Why Your Fundraising Test Probably “Won” by Luck & What to Do About It

August 25, 2025 Kevin Schulman, Founder, DonorVoice and DVCanvass

It’s possible — maybe even likely — that your “winner” in a point-in-time fundraising A/B test didn’t win because of your headline, photo, or copy change. It probably won because of random noise.

Before you yell at your screen that I’m an idiot (maybe true, but not for this reason), walk with me through the logic and the math.

Very little giving happens without an ask. Stop soliciting your donors and giving decays fast toward zero. That means the baseline effect of simply showing up, asking, is massive. But once that baseline is in place, the incremental effect of a single campaign change is usually tiny. Most gifts are a maintenance effect: you keep asking, they keep giving. Swapping a subject line or image rarely moves the needle in a way that breaks through the noise.

The noise in your data

When I hear the word noise I tend to think it’s random but that’s not accurate.

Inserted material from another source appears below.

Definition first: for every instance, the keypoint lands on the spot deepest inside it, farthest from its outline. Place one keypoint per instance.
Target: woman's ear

It isn’t “random in the universe,” it’s random to me and you. It’s things you don’t control but that swamp out the impact of a lot of A/B testing:

Giving cadence habits: Some donors give once a year, no matter what.
Income and cash flow: Bonuses, bills, unexpected expenses.
Life events: Moves, births, deaths, illnesses.
Mental bandwidth: Calm Saturday mornings vs. hectic weekday evenings.
Conflicting priorities: Another charity beat you to their wallet this week.

These forces are endogenous to your appeal schedule, they interact with when and how you ask, but they aren’t influenced by your photo swap or envelope color. They’re large, structural forces, and they overwhelm incremental testing ideas.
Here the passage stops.